En fouillant dans le répertoire lyrique du passé, on découvre parfois des trésors ; parfois en revanche, on a la confirmation de la raison expliquant la disparition d’un opéra des affiches des théâtres… C’est précisément le cas de Chiara e Serafina, ou Il pirata de Donizetti. La raison n’en incombe pas cependant à la musique qui serait dépourvue de beauté ; c’est plutôt le caractère décousu de l’œuvre qui pose problème, avec une histoire confuse et des personnages plus incohérents les uns que les autres. Les deux actes sont déséquilibrés, le premier étant presque deux fois plus long que le second et les événements sont tellement enchevêtrés les uns aux autres qu’il est bien difficile d’en comprendre le sens.

En bref : l’histoire est celle de Don Alvaro et de sa fille Chiara, naufragés sur une plage de Majorque, mais finalement libérés après dix ans de captivité suite à leur capture par des pirates.
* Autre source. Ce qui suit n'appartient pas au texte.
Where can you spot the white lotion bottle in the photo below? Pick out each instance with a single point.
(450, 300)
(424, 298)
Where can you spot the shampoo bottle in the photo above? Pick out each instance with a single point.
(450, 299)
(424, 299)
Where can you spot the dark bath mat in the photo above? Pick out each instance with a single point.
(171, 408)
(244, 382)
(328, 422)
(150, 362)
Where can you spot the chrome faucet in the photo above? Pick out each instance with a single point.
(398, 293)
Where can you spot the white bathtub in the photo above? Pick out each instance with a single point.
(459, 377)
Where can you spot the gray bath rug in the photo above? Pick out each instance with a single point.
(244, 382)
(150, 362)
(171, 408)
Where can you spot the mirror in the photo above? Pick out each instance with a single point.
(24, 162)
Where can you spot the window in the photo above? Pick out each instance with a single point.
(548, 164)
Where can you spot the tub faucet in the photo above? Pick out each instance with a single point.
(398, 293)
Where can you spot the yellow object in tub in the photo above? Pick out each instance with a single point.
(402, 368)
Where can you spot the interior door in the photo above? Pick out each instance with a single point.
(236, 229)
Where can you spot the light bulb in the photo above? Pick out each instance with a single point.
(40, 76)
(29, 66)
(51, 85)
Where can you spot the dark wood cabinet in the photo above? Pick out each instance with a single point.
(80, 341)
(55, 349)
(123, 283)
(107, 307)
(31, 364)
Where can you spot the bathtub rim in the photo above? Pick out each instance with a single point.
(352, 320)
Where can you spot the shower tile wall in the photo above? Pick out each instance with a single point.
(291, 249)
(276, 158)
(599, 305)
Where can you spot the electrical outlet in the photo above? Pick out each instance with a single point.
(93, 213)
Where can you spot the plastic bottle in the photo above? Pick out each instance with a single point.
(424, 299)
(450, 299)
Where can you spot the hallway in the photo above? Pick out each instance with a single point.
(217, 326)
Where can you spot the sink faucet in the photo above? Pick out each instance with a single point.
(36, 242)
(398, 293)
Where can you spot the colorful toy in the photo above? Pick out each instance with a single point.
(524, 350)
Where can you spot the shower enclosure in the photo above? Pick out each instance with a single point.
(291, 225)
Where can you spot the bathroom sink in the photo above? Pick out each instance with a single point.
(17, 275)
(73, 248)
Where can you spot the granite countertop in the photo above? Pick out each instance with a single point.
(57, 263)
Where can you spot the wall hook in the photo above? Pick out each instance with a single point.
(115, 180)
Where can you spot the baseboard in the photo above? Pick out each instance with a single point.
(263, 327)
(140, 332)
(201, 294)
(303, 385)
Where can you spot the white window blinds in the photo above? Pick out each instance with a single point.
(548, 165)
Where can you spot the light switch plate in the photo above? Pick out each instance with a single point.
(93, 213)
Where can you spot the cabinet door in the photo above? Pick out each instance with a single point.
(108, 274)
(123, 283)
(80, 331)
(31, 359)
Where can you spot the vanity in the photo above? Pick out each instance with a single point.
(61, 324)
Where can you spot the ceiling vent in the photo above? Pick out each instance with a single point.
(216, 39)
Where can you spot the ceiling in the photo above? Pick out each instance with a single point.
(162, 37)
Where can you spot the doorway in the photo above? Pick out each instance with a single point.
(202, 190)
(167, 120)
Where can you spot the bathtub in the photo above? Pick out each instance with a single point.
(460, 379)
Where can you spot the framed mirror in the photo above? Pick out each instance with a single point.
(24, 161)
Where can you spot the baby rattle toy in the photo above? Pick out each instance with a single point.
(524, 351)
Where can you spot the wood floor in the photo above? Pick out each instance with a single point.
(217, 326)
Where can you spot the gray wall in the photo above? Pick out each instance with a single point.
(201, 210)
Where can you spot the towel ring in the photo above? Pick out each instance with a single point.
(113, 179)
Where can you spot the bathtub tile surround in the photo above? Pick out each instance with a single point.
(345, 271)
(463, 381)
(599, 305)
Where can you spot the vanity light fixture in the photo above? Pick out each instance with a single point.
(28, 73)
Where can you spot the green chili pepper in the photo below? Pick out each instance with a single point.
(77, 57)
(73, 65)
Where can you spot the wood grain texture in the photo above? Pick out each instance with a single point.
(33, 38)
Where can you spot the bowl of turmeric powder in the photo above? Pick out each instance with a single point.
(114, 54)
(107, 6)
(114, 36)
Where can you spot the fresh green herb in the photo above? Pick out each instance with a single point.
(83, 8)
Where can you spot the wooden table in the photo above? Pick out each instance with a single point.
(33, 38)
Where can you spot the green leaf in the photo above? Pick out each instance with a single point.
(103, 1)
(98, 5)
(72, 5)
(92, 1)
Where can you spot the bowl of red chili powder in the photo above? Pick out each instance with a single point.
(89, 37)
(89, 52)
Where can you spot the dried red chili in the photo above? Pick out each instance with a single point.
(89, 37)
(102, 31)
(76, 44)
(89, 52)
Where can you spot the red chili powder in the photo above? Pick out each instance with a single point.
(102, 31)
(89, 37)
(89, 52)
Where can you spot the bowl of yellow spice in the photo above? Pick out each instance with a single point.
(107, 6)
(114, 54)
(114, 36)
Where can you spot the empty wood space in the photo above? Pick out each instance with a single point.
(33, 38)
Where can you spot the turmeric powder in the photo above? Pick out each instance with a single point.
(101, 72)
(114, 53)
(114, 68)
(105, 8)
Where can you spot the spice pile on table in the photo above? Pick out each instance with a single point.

Les deux personnages sont sauvés et logés dans le château abandonné de Belmonte. Quelques pirates débarquent alors sur la plage, dont Picaro, le serviteur de Don Fernando – lequel es trouve être l’ennemi de Don Alvaro et l’a fait condamner par contumace sur de fausses accusations. Picaro passe un accord avec ce dernier pour empêcher le mariage de Serafina, l’autre fille de Don Alvaro que Don Fernando veut épouser « pour manger son héritage ». Au terme de diverses vicissitudes, la vérité éclatera et tous les problèmes seront résolus.

Montée à la Scala le 26 octobre 1822, l’œuvre du jeune compositeur bergamasque de 25 ans est un fiasco. Elle ne tombe pas immédiatement :  elle tient la scène pendant dix représentations, mais disparaît ensuite pendant deux siècles. La faute en revient principalement au livret de Felice Romani, qui reprend ici l’histoire de La citerne, un mélodrame de René-Charles Guilbert de Pixérécourt (une « pièce à sauvetage ») datant de 1800 – un spécimen de ce théâtre des boulevards destiné à un public socialement diversifié, assez inculte, essentiellement intéressé par le registre pathétique et l’épilogue moralisateur, satisfaisant le besoin de justice des spectateurs. Voici ce que la presse milanaise de l’époque déclara de l’œuvre de Donizetti : « La nouvelle partition de Donizetti […] aurait peut-être pu tenir son rang si le poète et le maestro ne s’étaient pas montrés trop disposés aux longueurs et répétitions ». Mais c’est le choix de la source qui suscite le plus de critiques :  » Les mélodrames français ne sont pas suffisamment raffinés pour la scène italienne « , en raison de  » leur lenteur fastidieuse et de leurs répétitions maladroites « .

Une œuvre semi-seria

Comment, alors, mettre en scène ce désordre dramaturgique deux cents ans plus tard ? La voie choisie par le metteur en scène, scénographe et costumier Gianluca Falaschi et son équipe – Andrea Pizzalis pour les mouvements chorégraphiques, Emanule Agliati pour les lumières et Mattia Palma pour la dramaturgie – est de traiter le titre de Donizetti comme s’il s’agissait d’une œuvre de Gilbert & Sullivan, un autre Pirates of Penzance, en adoptant le kitsch visuel des anciennes productions de la compagnie d’opéra D’Oyly Carte, avec ses décors en papier mâché coloré, ses costumes criards et ses choristes et figurants qui volent la vedette aux premiers rôles, ou encore comme le théâtre de variétés italien des années 1940.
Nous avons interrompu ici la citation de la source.